Here we can see that after compairing accuracy of both models, Random Forest Classifier model has the higher accuracy (85.34%) than K-NN (76.44%) model.

In [None]:
Conclusion
•The cancellation and its prediction is a real problem for the tourism industry and good understanding for this problem and the features that related with will be very useful to decrease the investments' risk of this important industry.
•Features which are most important to predict hotel booking cancellations are, lead_time, deposit_type, arrival _day_date_of_month, country, arrival_date_year, adr, and market segment.
•Here Random Forest Algorithm have high accuracy (85.34)to predict hotel booking cancellation than K-nearest Neighbor(81.44)
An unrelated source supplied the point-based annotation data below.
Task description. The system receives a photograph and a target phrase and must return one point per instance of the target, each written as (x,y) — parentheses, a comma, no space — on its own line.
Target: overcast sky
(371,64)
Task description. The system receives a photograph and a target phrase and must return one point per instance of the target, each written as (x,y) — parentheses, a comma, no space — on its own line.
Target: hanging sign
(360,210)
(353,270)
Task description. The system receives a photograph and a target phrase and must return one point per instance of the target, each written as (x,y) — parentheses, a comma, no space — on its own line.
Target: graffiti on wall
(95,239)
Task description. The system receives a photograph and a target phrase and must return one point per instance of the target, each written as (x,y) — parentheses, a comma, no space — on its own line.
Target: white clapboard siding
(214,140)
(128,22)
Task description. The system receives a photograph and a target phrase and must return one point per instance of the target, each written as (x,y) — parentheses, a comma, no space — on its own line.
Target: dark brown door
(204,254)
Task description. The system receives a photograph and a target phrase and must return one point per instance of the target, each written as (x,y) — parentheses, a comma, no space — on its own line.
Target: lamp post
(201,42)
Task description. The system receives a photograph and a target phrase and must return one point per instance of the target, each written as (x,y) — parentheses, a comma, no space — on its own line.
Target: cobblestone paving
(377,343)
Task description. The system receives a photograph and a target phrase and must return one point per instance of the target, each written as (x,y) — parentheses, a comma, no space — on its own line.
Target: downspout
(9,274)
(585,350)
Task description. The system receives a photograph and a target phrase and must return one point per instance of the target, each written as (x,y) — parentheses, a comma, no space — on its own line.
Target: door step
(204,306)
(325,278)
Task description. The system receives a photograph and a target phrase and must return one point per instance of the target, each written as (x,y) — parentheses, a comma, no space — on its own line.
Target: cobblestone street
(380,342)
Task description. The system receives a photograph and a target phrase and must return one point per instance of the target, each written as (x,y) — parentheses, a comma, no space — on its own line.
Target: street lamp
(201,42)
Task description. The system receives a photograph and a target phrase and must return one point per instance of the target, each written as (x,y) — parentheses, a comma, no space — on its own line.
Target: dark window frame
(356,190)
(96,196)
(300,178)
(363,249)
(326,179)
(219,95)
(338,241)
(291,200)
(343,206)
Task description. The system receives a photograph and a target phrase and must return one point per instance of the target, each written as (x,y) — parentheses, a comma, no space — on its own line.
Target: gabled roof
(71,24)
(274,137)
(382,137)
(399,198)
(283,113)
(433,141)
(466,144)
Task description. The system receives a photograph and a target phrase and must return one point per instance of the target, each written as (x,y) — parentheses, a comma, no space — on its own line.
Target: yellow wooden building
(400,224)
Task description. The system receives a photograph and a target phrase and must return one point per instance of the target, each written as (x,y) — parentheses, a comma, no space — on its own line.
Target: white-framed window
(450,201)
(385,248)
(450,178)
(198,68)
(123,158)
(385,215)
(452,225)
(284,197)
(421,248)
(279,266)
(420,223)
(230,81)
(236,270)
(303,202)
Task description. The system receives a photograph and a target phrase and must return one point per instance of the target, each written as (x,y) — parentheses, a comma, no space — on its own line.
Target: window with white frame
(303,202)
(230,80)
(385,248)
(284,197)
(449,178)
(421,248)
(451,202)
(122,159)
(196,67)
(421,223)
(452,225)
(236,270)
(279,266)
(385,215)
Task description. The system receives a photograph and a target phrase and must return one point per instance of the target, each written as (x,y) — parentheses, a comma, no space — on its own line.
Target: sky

•Also online booking websites are encouraging more and more customers to book more hotels and then decide which one they will stay, participating in the increase of the number of cancellations. But technological advancements is not the only reason hotels see more cancellations. It turns out that psychology plays a role in this as well. Consumers are always looking for ways to minimize their cost of buying something, so if they found out that they can buy the same thing at a lower price than they paid for, they would attempt to cancel and repurchase, and that’s what usually happens with hotel bookings.